SABIC, a leading company in the chemicals industry, has reported its financial results for the first quarter of 2025. The company recorded a net loss of SAR 1.2 billion, which marks a 36% improvement compared to the SAR 1.9 billion loss in the previous quarter.
CEO Abdulrahman Al-Fageeh attributed the quarterly loss to one-time costs associated with business restructuring. He emphasized that these costs "will reflect positively on the company's long-term financial results and contribute to controlling its expenses." Al-Fageeh also noted the impact of global economic slowdown and market uncertainties on demand for petrochemical products, stating, “The oversupply of petrochemicals continues to pressurize product prices and, in turn, profit margins.”
Despite these challenges, SABIC reported a 17% improvement in its Safety, Health, and Environment Rate (SHER) compared to the same period last year. Al-Fageeh highlighted this achievement as part of the company's commitment to maintaining excellence within the petrochemical industry.
During a press conference at SABIC’s headquarters in Riyadh on May 4, Al-Fageeh discussed recent developments related to SABIC’s operations. He reaffirmed SABIC’s strong financial standing and commitment to cost optimization efforts aimed at enhancing efficiency and competitiveness.

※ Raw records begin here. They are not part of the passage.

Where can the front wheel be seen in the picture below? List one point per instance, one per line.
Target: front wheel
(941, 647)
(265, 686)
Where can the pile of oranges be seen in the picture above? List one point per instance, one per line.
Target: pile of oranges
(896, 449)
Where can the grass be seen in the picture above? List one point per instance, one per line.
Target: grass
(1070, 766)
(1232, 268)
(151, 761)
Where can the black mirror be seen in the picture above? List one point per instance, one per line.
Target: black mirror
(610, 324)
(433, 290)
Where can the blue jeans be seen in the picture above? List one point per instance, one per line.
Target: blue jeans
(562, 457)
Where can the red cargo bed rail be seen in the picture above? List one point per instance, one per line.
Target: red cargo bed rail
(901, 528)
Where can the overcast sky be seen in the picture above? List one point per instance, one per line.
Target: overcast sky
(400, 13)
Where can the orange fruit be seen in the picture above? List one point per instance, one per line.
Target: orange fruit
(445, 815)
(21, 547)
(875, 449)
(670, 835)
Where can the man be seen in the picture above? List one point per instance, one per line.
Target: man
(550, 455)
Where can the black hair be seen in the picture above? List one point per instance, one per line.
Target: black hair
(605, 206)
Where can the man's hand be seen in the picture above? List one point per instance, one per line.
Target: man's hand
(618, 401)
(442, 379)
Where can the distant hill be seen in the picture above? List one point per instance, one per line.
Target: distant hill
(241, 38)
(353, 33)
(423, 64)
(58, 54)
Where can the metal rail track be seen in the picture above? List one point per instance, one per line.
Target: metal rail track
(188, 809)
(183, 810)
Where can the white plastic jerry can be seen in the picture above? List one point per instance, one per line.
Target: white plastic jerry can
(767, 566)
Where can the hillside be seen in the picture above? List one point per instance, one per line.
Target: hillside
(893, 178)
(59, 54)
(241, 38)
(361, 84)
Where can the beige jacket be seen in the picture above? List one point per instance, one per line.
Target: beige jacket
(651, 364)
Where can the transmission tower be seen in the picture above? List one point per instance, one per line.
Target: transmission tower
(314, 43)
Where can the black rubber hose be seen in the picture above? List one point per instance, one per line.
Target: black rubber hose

Al-Fageeh also emphasized that all growth projects are progressing according to planned timelines. He mentioned SABIC's receipt of Edison Awards for six innovative solutions this year, marking the fifth consecutive year it has received such recognition.
Looking forward, SABIC plans to continue strengthening its strategy and developmental programs by leveraging its strong financial position and resilience amid changing circumstances.